Kai Moritz [Sun, 24 Mar 2024 19:34:07 +0000 (20:34 +0100)]
fix: GREEN - Postponed the resetting of the sink
* The completion of a sink of an instance of `ChatRoomData`, that belongs
to a revoked partition is postponed until the following partition-
assignment happens.
* Also, the sink is only completed and recreated, if the partition it
belongs to, was not assigned to the instance during
`onPartitionsAssigned()` again.
* That way, listeners have a little more time to receive the messages, that
were send shortly prior to the deactivation, and are not disturbed
unnecessarily, if the partition is reassigned to the same instance again.
* *TODO:* Listeners still have to be enabled, to start listening on the
responsible instance where they left of on the old instance, if they
were to slow to receive all messages, before the sind was completed.
Kai Moritz [Mon, 11 Mar 2024 17:32:46 +0000 (18:32 +0100)]
test: HandoverIT-POC - GREEN: The `TestListener` automatically reconnects
* If a rebalance happens, an instances, that is no longer responsible
for a specific chat-room, closes the connections to listeners of these
chat-rooms.
* Hence, the `TestListener`, like the real frontend, will have to
reconnect, if that happens, to be able to see newly send messages.
Kai Moritz [Fri, 8 Mar 2024 08:14:14 +0000 (09:14 +0100)]
test: HandoverIT-POC - RED - Started a second backend
* A second backend is started, after the writers and the listener were
instanciated.
* The test fails, because the listener does not see messages, that are
send by the writers after the rebalance finishes.
* Also changed the durations, that the setup waits for newly
started backend-instances.
Kai Moritz [Wed, 20 Mar 2024 21:02:09 +0000 (22:02 +0100)]
fix: GREEN - Dynamic changes to the sharding-map are synced back to disk
* HAProxy distinguishes managed and unmanaged maps.

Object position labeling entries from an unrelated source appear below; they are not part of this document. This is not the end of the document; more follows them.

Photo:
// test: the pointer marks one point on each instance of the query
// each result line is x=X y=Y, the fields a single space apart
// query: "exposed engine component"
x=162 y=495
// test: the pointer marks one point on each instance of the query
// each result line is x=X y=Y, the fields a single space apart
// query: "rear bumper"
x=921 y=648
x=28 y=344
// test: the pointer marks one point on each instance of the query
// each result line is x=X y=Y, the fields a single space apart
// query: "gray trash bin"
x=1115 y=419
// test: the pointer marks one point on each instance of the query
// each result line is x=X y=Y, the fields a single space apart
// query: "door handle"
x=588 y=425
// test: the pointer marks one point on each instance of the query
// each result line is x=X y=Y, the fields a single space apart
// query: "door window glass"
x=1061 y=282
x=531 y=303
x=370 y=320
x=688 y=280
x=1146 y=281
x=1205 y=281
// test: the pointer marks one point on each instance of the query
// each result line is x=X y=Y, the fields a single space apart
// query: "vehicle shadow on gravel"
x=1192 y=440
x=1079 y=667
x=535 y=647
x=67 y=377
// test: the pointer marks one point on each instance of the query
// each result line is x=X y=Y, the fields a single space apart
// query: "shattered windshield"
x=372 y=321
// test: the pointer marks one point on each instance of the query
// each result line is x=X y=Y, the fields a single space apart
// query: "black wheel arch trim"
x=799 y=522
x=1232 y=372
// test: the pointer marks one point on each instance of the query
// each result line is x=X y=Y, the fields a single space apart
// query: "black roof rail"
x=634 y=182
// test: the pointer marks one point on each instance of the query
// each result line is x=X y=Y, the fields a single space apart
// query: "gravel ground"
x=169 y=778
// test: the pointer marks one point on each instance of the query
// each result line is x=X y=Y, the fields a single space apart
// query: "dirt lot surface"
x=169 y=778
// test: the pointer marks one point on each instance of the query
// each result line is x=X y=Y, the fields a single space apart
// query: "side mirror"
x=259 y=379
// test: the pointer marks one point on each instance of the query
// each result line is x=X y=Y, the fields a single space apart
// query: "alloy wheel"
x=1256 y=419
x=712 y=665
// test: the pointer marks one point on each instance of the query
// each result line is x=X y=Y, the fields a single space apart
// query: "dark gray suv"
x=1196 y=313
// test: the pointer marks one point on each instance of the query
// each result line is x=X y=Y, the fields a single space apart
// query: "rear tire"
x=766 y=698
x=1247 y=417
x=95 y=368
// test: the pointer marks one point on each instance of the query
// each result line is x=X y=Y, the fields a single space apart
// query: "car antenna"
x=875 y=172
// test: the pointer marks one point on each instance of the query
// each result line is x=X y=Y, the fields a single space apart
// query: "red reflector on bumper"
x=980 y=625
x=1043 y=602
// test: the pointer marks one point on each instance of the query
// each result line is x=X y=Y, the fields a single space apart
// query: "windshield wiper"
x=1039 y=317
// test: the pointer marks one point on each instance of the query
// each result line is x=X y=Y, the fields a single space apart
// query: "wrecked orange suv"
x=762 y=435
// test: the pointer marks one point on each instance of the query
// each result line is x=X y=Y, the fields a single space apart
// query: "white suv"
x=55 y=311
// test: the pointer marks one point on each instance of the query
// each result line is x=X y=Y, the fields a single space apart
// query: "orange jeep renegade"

** Only Maps, that are loaded from the directory `maps`, that lives in the
config-directory of HAProxy, are treated as managed.
** Only managed maps are listed by default by the Data Plane API.
** And last but not least, only managed maps _can be synced back to disk_,
which makes dynamically changes persistent, so that they can survive
a restart or reload of HAProxy.
* And only managed maps can as well be referenced by their _name_, as by
their id.
* The name of managed maps is the name of the file, _without_ the path and
without the suffix `.map`.
* What makes it more difficulte in the case of the HAProxy running inside
a docker-container is, that this mechanism only seems to work, if the
config-directory is identical to the default `/etc/haproxy`, which _is
not_ the case in the default-configuration of the used official image.
* Hence, changing the config-directory to the default (in this case)
enables managed maps, which is crucial for the setup of the Handover-IT,
whicht has to reload the HAProxy-process, in order to let it detect newly
added backend-instances, that are otherwise ignored, because the name-
resolution inside the docker-network only works _after_ an instance is
started -- _without this change_, the dynamically made changes to the
sharding-map are lost during the reload, that is performed shortly
afterwards.
* The refined configuration for HAProxy enables the following refinements
of the `HaproxyDataPlaneApiShardingPublisherStrategy`:
** Because the sharding-map is managed now, applied changes can be *synced
back to disk* forcibly, which is not possible for unmanaged maps.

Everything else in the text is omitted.